What Is the Metabolic Mechanism of Brain Functional Development During Infancy?

By Kate Knab

The Findings

Infant cerebral blood flow (CBF) delivers nutrients and oxygen to infants’ brains to support the fastest period of postnatal brain development. With unprecedented spatiotemporal precision of infant CBF maps, a collaborative team of researchers discovered the emergence of a physiological cortical hierarchy — the understanding of how the cortex is principally organized and how the cortical gradient emerges — that guides this process. 

The researchers noted that as an infant grows, CBF increases along the limbic-sensorimotor-association cortical gradient, which is a spatial pattern in the brain that allows basic sensory and motor functions to transition gradually to areas associated with more complex cognitive processing related to motivations and emotions.

The study team found that these changes in CBF were associated with improved developmental functioning, suggesting that this cortical hierarchy likely underlies the enhanced development of different regions of the brain dedicated to specific functions.

Why It Matters

CBF supplies the energy required to support the intense developmental processes that occur most dramatically between infancy and two years of life. While the brain doubles in size during this time, it is also vulnerable to brain disorders and injuries that may occur if blood flow is interrupted or inadequate. Similarly, behavioral development is also impacted by CBF.

This study fills a knowledge gap regarding organizing principles of CBF dynamics that contribute to the emergence of a specialized cortical gradient. Scientists now better understand the metabolic mechanism of how brain regions use energy to support functional specialization during the critical time of infant growth and development.

The outcome of this study also offers a standardized clinical reference for infant CBF for potential early detection of biomarkers for disorders such as autism.

Who Conducted the Study

Scientists from the Department of Radiology at Children’s Hospital of Philadelphia conducted this study, including first author and Assistant Professor of Radiology, Minhui Ouyang, PhD from the Huang Laboratory for Intelligent Neuroimaging and Brain Connectivity (LINBC); and  co-authors Clinical Psychologist Emily Kuschner, PhD, and Associate Professor of Radiology J. Christopher Edgar, PhD. Corresponding and senior author Hao Huang, PhD, Professor in Radiology at CHOP and Director of the LINBC Lab, designed and performed the study by collaboration with colleagues from the University of Pennsylvania and Beijing Children’s Hospital.

How They Did It

Researchers obtained the highest resolution CBF maps available to date to capture the 4D spatiotemporal CBF changes with unprecedented precision in 134 infant brains characterized by small sizes. The LINBC Lab and John Detre’s Lab at Penn developed a cutting-edge infant version of pseudo-continuous resolution arterial spin labeled (ASL) magnetic resonance imaging (MRI) technique with 3D multi-shot stack-of-spirals readout and background suppression. ASL can noninvasively and magnetically label arterial blood water protons for estimating CBF maps. 
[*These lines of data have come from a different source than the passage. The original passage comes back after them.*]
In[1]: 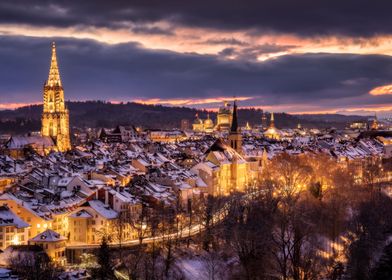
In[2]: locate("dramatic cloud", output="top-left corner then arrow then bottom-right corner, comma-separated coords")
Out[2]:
0,0 -> 392,37
0,36 -> 392,114
0,0 -> 392,112
369,85 -> 392,95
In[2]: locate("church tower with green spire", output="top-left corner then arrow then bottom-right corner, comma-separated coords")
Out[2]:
41,42 -> 71,152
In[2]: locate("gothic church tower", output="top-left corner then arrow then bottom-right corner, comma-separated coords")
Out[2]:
41,42 -> 71,152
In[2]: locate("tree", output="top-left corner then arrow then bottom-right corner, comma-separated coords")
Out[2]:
8,250 -> 58,280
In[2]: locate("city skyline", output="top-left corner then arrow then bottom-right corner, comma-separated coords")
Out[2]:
0,0 -> 392,116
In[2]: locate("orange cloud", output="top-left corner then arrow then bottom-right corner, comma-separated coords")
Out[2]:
129,96 -> 253,106
0,102 -> 42,110
0,21 -> 392,61
369,84 -> 392,95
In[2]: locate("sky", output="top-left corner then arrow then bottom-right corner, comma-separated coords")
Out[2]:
0,0 -> 392,116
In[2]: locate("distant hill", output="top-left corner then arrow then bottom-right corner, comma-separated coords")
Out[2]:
0,101 -> 366,134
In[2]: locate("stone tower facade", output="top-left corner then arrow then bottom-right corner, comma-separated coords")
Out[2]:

Data-driven clustering analysis also revealed three clusters along the hierarchical limbic-sensorimotor-association gradient with unique CBF increase patterns in the limbic, sensorimotor, and frontoparietal regions.

Quick Thoughts

“This infant brain physiological hierarchy reveals insights into the metabolic mechanism of early brain development and behavioral manifestation,” Dr. Ouyang said. “These highest-resolution infant cerebral blood flow maps offer normal reference for basic neuroscience and early detection of clinical biomarkers in disorders such as autism, neonatal stroke, hypoxic-ischemic encephalopathy and congenital heart disease.”

What’s Next

Future studies combining CBF with neuroimaging measures from other modalities could reveal multidimensional principles of infant brain maturation. With rapid MRI technical advances in hardware and sequence, the study team is investigating clinical applications for the imaging technique they developed to obtain high-resolution infant CBF.

Where the Study Was Published

The study appears in Nature Communications.